Василий всё время вертелся около меня, как бы желая мне что-то сказать.
— Ну как же! Разве не видишь, что он ходит козлом, как будто ищет, с кем бы вступить в бой, — проговорил я с принуждённой улыбкой, не глядя на Смирнова.
Петров расхохотался, но, видя, что никто, кроме него, не смеётся, сразу осекся.
— Почему ты обиделся, Тенгиз?
Я поступил правильно. Каждый суворовец обязан поступить точно так же, — сказал Смирнов.
— Берегись, слышишь ты! Уйди от меня, иначе я тебе всю рожу расквашу! — крикнул я со злостью.
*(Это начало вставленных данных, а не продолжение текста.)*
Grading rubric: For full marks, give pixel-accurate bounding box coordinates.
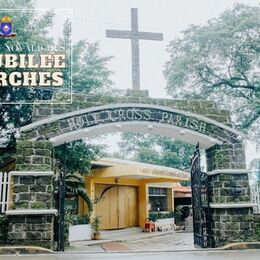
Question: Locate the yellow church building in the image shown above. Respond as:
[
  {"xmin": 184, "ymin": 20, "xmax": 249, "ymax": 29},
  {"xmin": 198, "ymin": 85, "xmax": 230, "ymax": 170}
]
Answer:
[{"xmin": 79, "ymin": 158, "xmax": 190, "ymax": 229}]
— Не угрожай, пожалуйста, не испугаешь.
— Так я тебя сейчас же проучу! — бросился было я на Смирнова и даже поднял руку, чтоб ударить его по носу, но товарищи разняли нас, а один из них, обхватив меня руками, крикнул:
— Ну-ну, это вы бросьте, ребята, а то плохо кончится дело!
Злость у меня прошла.
«Может быть, Смирнов и прав», — подумал я и отошёл в сторону, ни на кого не глядя.
Меня расписали в новом номере стенгазеты. Поместили также карикатуру: я стою, вытаращив глаза, волосы торчат, как у свиньи щетина, смотрю на вытянутые вперёд руки и спрашиваю себя:
«Как бы это узнать, какая сторона левая, а какая — правая?»
Меня бросило в жар, глаза налились кровью, лицо и уши горели. Опустив голову, я медленно шёл по двору училища. Да и как я мог её поднять, когда она вся была забита тяжёлыми мыслями! Казалось, каждый шаг приносил мне всё новые и новые огорчения.
«Кто его знает, сколько времени ещё будет висеть этот номер стенгазеты! — думал я про себя. — Правда, стенгазета должна выходить каждую неделю, но иногда один и тот же номер висит целый месяц. Мало того, что поместили в стенгазете, — на сборах и торжественных заседаниях, наверно, без конца будут говорить обо мне. В самом деле, что я наделал! Вдруг генерал вызовет к себе и спросит: почему, мол, обманул? Что я ему отвечу? Как мне тогда оправдаться перед ним? Наверно, он прикажет снять с меня погоны. Да это еще полбеды — как бы меня из училища не выкинули».
От этих неприятных дум меня отвлёк голос дневального:
— Суворовцу Паичадзе явиться к дежурному по училищу!
Если бы меня ударили по голове обухом, и то не так бы больно было, как от этих слов. Я не знал, что делать.
— Что ж ты стоишь, точно статуя? Не слышишь разве, тебя зовут, — сказал мне, хлопнув по плечу, секретарь комитета комсомола Арам Григорян.
Я отчётливо расслышал слова дневального, но всё же спросил Арама:
— Объясни мне толком, кто меня зовёт?
— Как — кто? Дежурный по училищу.
— То есть я должен явиться в канцелярию училища, не так ли?
— Ну да.
— Боюсь идти туда, — ответил я с дрожью в голосе. Вдруг меня к самому генералу вызывают.
— Ну и что же такого, если даже увидит тебя генерал? Когда-нибудь это должно случиться. Вот что: пойди ты прямо к генералу и извинись. Скажи: ошибся, мол, и больше я этого не буду делать.
Правда, слова Григоряна меня ободрили, но ноги подчинялись с трудом. Я медленно направился в канцелярию. Я всё думал о том, что мне сказать генералу, чем объяснить свой поступок. Только теперь я почувствовал, как я привязан к училищу и к своим товарищам. Я даже боялся думать о том, что мне, возможно, придётся со всеми распрощаться. Я чуть не плакал. Правда, слёз не было, но что слёзы! В душе-то я на самом деле горько плакал.